Now, I want to iterate through the tree using lxml.etree and XPath to select all the lb elements of a column, f.i. all lb elements between <pb n="1r"/><fw type="header">Some header</fw><cb n="a"/> ... and the first <cb n="b"/> element thereafter.

What I have tried

I used the following xpath-expression for that:

//lb[preceding::pb[@n="1r"] and following::cb[@n="b"]]

However, it selects not only the elements expected, but also all other lb elements that are followed by a <cb n="b"/> element.

I have also tried to limit to the first occurrence of <cb n="b"/>, but it did not change the result:

//lb[preceding::pb[@n="1r"] and following::cb[@n="b"][1]]
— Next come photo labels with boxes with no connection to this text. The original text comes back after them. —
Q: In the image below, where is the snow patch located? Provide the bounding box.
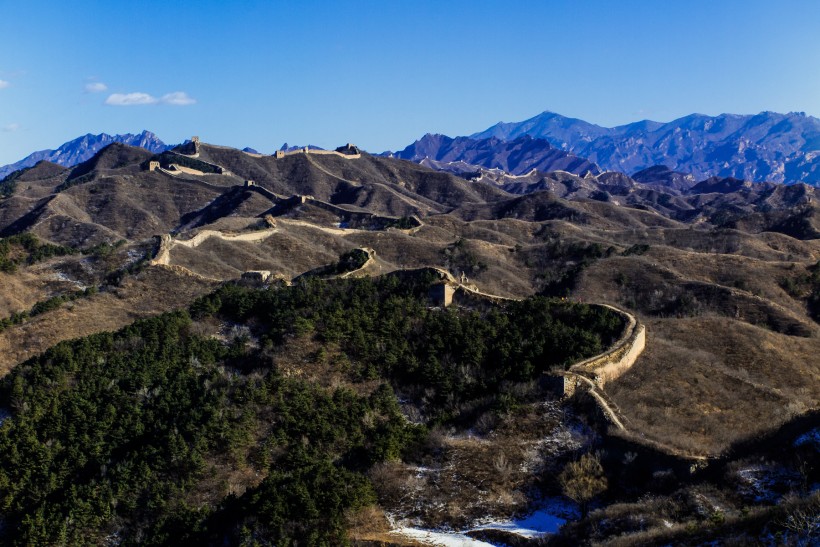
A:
[391,498,579,547]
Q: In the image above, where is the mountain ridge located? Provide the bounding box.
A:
[0,129,173,180]
[469,111,820,185]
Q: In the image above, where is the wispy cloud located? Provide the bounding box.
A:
[159,91,196,106]
[105,91,196,106]
[85,82,108,93]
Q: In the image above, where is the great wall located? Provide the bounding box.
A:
[144,137,646,454]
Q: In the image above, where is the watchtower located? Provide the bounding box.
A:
[429,283,456,308]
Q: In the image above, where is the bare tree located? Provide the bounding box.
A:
[558,454,607,518]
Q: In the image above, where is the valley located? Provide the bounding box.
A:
[0,139,820,545]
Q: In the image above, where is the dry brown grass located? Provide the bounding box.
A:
[607,317,820,454]
[0,267,215,375]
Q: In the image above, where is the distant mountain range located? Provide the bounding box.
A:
[470,112,820,185]
[0,131,172,180]
[0,112,820,188]
[394,134,601,175]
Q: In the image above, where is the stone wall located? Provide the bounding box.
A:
[569,306,646,388]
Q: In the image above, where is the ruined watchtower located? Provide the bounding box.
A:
[429,283,456,308]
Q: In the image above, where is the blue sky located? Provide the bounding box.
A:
[0,0,820,165]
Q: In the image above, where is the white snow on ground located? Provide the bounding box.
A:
[53,271,88,289]
[794,427,820,449]
[391,498,578,547]
[391,528,495,547]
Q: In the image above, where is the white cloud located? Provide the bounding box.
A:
[105,91,196,106]
[105,92,157,106]
[85,82,108,93]
[159,91,196,106]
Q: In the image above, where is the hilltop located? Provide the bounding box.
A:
[0,139,820,542]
I have already tried some similar questions such as XPath select all elements between two specific elements, but the suggested answers did not work when selecting the right pb by its @n attribute.

Can someone point me into the right direction how to select only lbs of a given column?

edit: Note: in etree, the namespace tei has to be added to the XPath expression to work with the accepted answer:

root.xpath('.//tei:lb[preceding::tei:pb[@n="2r"] and count(preceding::tei:cb[@n="b"]) = 0]', namespaces = {'tei':'http://www.tei-c.org/ns/1.0'})

Solution

  • Could you try following XPath expression:

    //lb[preceding::pb[@n="1r"] and count(preceding::cb[@n='b']) = 0]
    

    Predicate count(preceding::cb[@n='b']) = 0 should exclude lb elements followed by a element.